February 12, 2013
Twitter now has the power to unearth both raw numbers and insights into our language behavior. The map above reveals regional language variations based on how we tweet about our beloved soft drinks. Edwin Chen, a data scientist at Twitter, used the site’s geo-tagging feature to search for tweets that contained the words, “coke,” “soda,” or “pop,” when users were talking about their drinks. Chen applied NLP technology into his analysis to ensure that the tweets were in fact soft drink related, and removed the tweets that were referring to the Coke brand. According to Chen’s blog, he then grouped the tweets that were within a 0.333 latitude/longitude radius, calculated the term distribution, and colored each group with the soft drink term that was furtherest away from the mean. Each point is sized according to the number of tweets in the group.

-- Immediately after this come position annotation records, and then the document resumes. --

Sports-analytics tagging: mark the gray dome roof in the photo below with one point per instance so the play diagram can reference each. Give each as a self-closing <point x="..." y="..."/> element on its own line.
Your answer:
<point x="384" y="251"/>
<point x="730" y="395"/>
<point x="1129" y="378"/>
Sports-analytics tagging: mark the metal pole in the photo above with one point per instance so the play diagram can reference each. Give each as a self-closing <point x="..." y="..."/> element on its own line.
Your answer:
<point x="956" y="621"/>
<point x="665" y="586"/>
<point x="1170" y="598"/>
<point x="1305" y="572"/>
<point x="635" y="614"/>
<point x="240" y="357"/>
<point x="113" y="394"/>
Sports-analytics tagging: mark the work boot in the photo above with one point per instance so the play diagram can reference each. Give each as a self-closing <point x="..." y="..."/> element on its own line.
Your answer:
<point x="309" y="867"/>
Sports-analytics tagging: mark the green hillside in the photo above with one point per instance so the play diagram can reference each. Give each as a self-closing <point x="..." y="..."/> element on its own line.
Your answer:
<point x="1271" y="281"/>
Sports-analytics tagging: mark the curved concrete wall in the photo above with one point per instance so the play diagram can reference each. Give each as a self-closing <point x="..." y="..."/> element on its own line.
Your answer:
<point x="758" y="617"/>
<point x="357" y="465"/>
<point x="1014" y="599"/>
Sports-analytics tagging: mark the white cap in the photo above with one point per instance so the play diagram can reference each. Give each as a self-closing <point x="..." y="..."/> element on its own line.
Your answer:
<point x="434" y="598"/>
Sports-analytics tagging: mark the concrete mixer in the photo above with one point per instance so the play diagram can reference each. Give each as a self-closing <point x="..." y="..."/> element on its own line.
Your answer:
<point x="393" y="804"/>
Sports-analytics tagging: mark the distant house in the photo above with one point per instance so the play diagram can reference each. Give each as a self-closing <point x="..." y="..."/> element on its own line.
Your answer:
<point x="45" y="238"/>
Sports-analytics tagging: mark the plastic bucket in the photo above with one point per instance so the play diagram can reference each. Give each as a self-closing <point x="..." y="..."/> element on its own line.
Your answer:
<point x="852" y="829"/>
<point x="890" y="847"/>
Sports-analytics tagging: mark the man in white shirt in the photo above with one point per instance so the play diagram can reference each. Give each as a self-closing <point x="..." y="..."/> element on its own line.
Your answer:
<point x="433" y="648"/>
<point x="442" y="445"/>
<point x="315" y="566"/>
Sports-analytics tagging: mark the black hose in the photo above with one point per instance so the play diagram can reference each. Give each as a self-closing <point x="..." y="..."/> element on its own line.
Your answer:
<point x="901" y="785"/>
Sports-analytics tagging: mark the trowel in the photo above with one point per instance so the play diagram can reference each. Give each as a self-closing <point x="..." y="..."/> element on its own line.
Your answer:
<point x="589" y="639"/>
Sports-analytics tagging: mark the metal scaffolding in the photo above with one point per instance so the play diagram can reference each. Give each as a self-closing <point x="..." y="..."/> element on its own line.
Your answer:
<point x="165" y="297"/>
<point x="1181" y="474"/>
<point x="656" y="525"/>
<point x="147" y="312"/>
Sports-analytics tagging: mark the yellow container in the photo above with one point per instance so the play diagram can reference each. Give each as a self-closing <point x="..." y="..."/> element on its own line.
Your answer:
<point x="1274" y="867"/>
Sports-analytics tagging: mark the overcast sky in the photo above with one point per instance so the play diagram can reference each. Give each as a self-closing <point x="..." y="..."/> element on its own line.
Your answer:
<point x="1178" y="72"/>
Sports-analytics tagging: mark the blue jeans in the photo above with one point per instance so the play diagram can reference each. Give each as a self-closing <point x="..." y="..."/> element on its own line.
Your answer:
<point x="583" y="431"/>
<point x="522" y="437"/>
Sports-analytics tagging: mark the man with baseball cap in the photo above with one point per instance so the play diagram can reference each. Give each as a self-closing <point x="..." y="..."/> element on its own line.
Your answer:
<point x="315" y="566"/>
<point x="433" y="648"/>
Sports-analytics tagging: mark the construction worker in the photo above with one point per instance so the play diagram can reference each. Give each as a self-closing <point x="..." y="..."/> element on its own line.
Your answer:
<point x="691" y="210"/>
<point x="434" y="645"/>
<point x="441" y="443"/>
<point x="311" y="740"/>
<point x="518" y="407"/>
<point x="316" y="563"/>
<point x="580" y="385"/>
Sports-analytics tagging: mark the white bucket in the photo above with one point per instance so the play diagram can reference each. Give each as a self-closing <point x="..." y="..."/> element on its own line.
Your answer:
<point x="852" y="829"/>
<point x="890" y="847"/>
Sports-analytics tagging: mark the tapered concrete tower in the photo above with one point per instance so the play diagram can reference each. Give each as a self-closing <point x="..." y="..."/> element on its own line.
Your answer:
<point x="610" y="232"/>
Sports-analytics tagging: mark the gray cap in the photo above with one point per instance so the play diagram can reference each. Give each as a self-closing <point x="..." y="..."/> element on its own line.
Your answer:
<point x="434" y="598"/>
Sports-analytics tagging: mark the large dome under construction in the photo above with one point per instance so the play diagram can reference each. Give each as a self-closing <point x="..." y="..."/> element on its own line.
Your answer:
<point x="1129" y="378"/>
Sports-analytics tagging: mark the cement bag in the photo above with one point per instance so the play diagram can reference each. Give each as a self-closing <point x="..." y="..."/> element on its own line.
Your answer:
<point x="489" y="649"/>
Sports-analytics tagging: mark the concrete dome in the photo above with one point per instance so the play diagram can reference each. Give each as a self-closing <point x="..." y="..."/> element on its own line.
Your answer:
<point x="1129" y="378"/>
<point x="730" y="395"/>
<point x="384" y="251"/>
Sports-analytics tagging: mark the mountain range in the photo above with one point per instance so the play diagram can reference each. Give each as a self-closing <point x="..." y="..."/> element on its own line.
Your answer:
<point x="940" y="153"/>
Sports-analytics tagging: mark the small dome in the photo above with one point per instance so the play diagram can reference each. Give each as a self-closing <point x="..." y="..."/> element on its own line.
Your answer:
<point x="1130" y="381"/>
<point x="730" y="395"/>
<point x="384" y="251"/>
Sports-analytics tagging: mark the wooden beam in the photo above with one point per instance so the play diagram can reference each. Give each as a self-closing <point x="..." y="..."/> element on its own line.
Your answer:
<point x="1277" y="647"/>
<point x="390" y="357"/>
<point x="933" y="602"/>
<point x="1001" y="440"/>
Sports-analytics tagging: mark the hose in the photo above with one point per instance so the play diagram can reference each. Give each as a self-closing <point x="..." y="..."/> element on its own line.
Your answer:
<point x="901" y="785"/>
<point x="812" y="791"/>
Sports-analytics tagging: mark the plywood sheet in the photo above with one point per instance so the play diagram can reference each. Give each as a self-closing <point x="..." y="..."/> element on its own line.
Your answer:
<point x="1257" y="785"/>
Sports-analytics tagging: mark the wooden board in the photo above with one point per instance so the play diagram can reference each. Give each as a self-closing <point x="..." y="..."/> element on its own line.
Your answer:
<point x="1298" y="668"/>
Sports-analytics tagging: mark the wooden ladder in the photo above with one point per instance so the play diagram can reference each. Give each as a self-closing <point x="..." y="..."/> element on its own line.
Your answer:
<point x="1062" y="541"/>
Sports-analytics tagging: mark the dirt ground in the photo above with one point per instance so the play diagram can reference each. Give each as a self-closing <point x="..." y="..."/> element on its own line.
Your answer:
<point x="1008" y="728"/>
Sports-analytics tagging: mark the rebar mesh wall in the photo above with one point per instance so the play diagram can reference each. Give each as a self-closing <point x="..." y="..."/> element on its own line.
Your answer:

Chen’s results mirror those of other linguistic maps in the soda vs. pop debate, with a higher prevalence of the term “soda” in the Northeast and parts of the West Coast. The Midwest tends to use “pop,” and the South (and many spaces in between, including parts of the Pacific Northwest) prefers the word, “coke.” It is interesting to note that Chen’s results also have less occurrences of “pop” in the Northeast and less “coke” in the Southeast, compared to other maps on this subject.
While these linguistic differences might seem trivial, they are actually indicative of larger cultural differences in these areas. Chen’s findings also represent new possibilities of using Twitter to better understand how we speak. As people become more connected and are exposed to more regional dialects, this age-old divide will continue to evolve in parallel with our speech patterns.